On 28 September 1903 the statutes of her order received approval and received recognition on 17 September 1927 as being an order of diocesan right and was under the name of the Augustinian Hospitaller Sisters; this name changed to its present name at some future point. At her request - on 10 May 1950 - the congregation was added to the Order of Augustinian Recollects and it received the papal approval of Pope Pius XII on 15 November 1952.

Laura Evangelista was diagnosed with bronchopneumonia on 2 June 1966 which contributed to her decline in health. Her situation improved around Easter of 1967 though started to decline not long after. Cardozo died of thrombosis on 2 April 1967 at 12 pm. Her remains were deemed to be incorrupt after their exhumation on 19 January 1994 at 9 am; her remains were placed in a new sarcophagus in September 1994.

==Beatification==
The beatification process commenced on 10 June 1983 once formal approval - or "nihil obstat" (nothing against) - had been granted to the cause. It resulted in the introduction of a diocesan process on 9 October 1983 tasked with compiling evidence attesting to her potential sainthood while also collating documentation pertaining to her life. The process concluded on 13 June 1986 and received the formal ratification of the Congregation for the Causes of Saints on 13 November 1987. This decree affirmed the diocesan process completed its work according to the current standards and would allow for the so-called "Roman Phase" to begin in which the C.C.S. would commence their own investigation into the cause.
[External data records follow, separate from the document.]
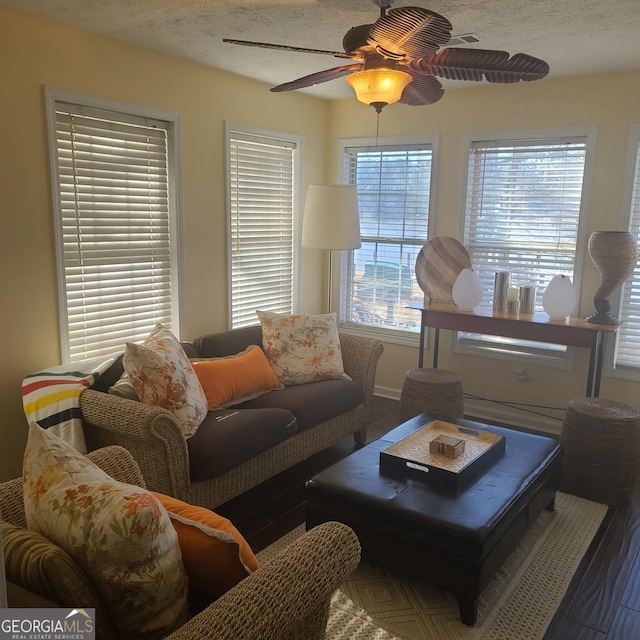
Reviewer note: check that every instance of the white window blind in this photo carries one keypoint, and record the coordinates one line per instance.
(262, 200)
(523, 205)
(113, 226)
(394, 189)
(628, 344)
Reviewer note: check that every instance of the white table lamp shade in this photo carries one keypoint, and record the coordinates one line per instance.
(331, 219)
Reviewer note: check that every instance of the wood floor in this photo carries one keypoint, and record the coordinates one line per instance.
(602, 602)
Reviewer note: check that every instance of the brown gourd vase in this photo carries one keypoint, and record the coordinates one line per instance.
(615, 254)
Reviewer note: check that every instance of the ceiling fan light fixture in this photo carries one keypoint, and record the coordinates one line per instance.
(379, 87)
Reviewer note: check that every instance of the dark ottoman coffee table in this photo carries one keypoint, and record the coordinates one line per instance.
(454, 538)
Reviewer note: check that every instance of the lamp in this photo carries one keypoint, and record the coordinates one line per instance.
(379, 84)
(331, 221)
The postulation compiled the Positio and submitted it to the C.C.S. in 1990 for their evaluation. It led to Pope John Paul II declaring her to be Venerable on 7 March 1992 after acknowledging that she had lived a life of heroic virtue.

The miracle needed for her beatification was investigated in its diocese of origin and the process was ratified on 3 April 1992 - it involved the cure of Sister Teresa Silva. John Paul II approved the healing as a credible miracle on 23 December 1993 and beatified her on 7 May 1995.